Dataflow を使用して Pub/Sub メッセージを Cloud Storage にストリーミングします。
このコードサンプルが含まれるドキュメント ページ
コンテキストで使用されているコードサンプルを表示するには、次のドキュメントをご覧ください。
コードサンプル
Java
このサンプルを試す前に、Pub/Sub クイックスタート: クライアント ライブラリの使用にある Java 向けの手順に従って設定を行ってください。詳細については、Pub/Sub Java API のリファレンス ドキュメントをご覧ください。
import java.io.IOException;
import org.apache.beam.examples.common.WriteOneFilePerWindow;
import org.apache.beam.sdk.Pipeline;
import org.apache.beam.sdk.io.gcp.pubsub.PubsubIO;
import org.apache.beam.sdk.options.Default;
import org.apache.beam.sdk.options.Description;
import org.apache.beam.sdk.options.PipelineOptions;
import org.apache.beam.sdk.options.PipelineOptionsFactory;
import org.apache.beam.sdk.options.StreamingOptions;
import org.apache.beam.sdk.options.Validation.Required;
import org.apache.beam.sdk.transforms.windowing.FixedWindows;
import org.apache.beam.sdk.transforms.windowing.Window;
import org.joda.time.Duration;
public class PubSubToGcs {
/*
* Define your own configuration options. Add your own arguments to be processed
* by the command-line parser, and specify default values for them.
*/
public interface PubSubToGcsOptions extends PipelineOptions, StreamingOptions {
@Description("The Cloud Pub/Sub topic to read from.")
@Required
String getInputTopic();
void setInputTopic(String value);
@Description("Output file's window size in number of minutes.")
@Default.Integer(1)
Integer getWindowSize();
void setWindowSize(Integer value);
@Description("Path of the output file including its filename prefix.")
@Required
String getOutput();
void setOutput(String value);
}
public static void main(String[] args) throws IOException {
// The maximum number of shards when writing output.
int numShards = 1;
PubSubToGcsOptions options =
PipelineOptionsFactory.fromArgs(args).withValidation().as(PubSubToGcsOptions.class);
options.setStreaming(true);
Pipeline pipeline = Pipeline.create(options);
pipeline
// 1) Read string messages from a Pub/Sub topic.
.apply("Read PubSub Messages", PubsubIO.readStrings().fromTopic(options.getInputTopic()))
// 2) Group the messages into fixed-sized minute intervals.

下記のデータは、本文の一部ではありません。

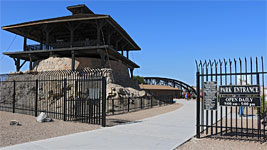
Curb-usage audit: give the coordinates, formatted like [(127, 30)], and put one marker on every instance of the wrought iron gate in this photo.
[(229, 121)]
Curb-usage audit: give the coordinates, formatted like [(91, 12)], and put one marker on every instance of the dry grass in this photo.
[(31, 130)]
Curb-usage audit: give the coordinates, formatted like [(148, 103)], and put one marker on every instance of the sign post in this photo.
[(210, 95), (240, 95)]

.apply(Window.into(FixedWindows.of(Duration.standardMinutes(options.getWindowSize()))))
// 3) Write one file to GCS for every window of messages.
.apply("Write Files to GCS", new WriteOneFilePerWindow(options.getOutput(), numShards));
// Execute the pipeline and wait until it finishes running.
pipeline.run().waitUntilFinish();
}
}
Python
このサンプルを試す前に、Pub/Sub クイックスタート: クライアント ライブラリの使用にある Python 向けの手順に従って設定を行ってください。詳細については、Pub/Sub Python API のリファレンス ドキュメントをご覧ください。
import argparse
import datetime
import json
import logging
import apache_beam as beam
from apache_beam.options.pipeline_options import PipelineOptions
import apache_beam.transforms.window as window
class GroupWindowsIntoBatches(beam.PTransform):
"""A composite transform that groups Pub/Sub messages based on publish
time and outputs a list of dictionaries, where each contains one message
and its publish timestamp.
"""
def __init__(self, window_size):
# Convert minutes into seconds.
self.window_size = int(window_size * 60)
def expand(self, pcoll):
return (
pcoll
# Assigns window info to each Pub/Sub message based on its
# publish timestamp.
| "Window into Fixed Intervals"
>> beam.WindowInto(window.FixedWindows(self.window_size))
| "Add timestamps to messages" >> beam.ParDo(AddTimestamps())
# Use a dummy key to group the elements in the same window.
# Note that all the elements in one window must fit into memory
# for this. If the windowed elements do not fit into memory,
# please consider using `beam.util.BatchElements`.
# https://beam.apache.org/releases/pydoc/current/apache_beam.transforms.util.html#apache_beam.transforms.util.BatchElements
| "Add Dummy Key" >> beam.Map(lambda elem: (None, elem))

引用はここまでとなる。